China suggests America 'carefully consider' those chip investment bans

We thought you people loved spending dollars, what gives?

China has formally asked the United States to reconsider rules curbing investments in companies based in the Middle Kingdom.

According to Chinese telly, the request came from China's Council for the Promotion of International Trade — a division of the country's Commerce Ministry. The group argued an executive order signed by President Joe Biden last month, which will restrict US investments in Chinese firms developing sensitive technologies, is too vague and fails to differentiate between civilian and military applications.

"That not only gives rise to transaction risks and compliance cost… but also damages the highly interdependent global industrial chain," the group was quoted as saying. Which is kinda funny because that's exactly what America wants to do at the moment: reduce its dependence on foreign supply chains.

The US investment rules are due to go into effect later next year and target Chinese production of semiconductors, microelectronics, quantum computers, and AI software with tight export controls. The rules mark the Biden administration's latest move to stifle China's fledgling semiconductor industry and hamper any advances in AI technology.
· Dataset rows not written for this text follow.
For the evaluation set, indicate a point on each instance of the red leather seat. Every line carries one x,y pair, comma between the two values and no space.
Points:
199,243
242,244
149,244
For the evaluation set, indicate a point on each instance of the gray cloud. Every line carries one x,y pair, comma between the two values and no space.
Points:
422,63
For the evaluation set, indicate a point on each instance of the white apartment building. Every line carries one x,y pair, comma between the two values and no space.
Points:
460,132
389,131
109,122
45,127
Over the past year, the US has pushed to restrict the sale of advanced chipmaking equipment, including cutting-edge extreme ultraviolet (EUV) as well as deep ultraviolet (DUV) lithography machines. This included pressuring allies in The Netherlands and Japan to restrict sales of that machinery and tech as well.

The Biden administration has also taken steps to prevent the sale of advanced semiconductors, like AMD's MI250X or Nvidia's A100 and H100 GPUs in China. These chips can be used to develop AI and are used in supercomputers to simulate everything from fluid dynamics and drug development, to nuclear testing.

Despite the administration's efforts, AI accelerators and DUV manufacturing equipment continue to flow into China. Shortly after the export ban went into place, Nvidia, and later Intel, announced tuned-down versions of their chips designed to comply with US sanctions. Meanwhile, Dutch equipment vendor ASML has received permission to continue exporting certain DUV machines to China through the end of the year, despite sanctions going into effect in September.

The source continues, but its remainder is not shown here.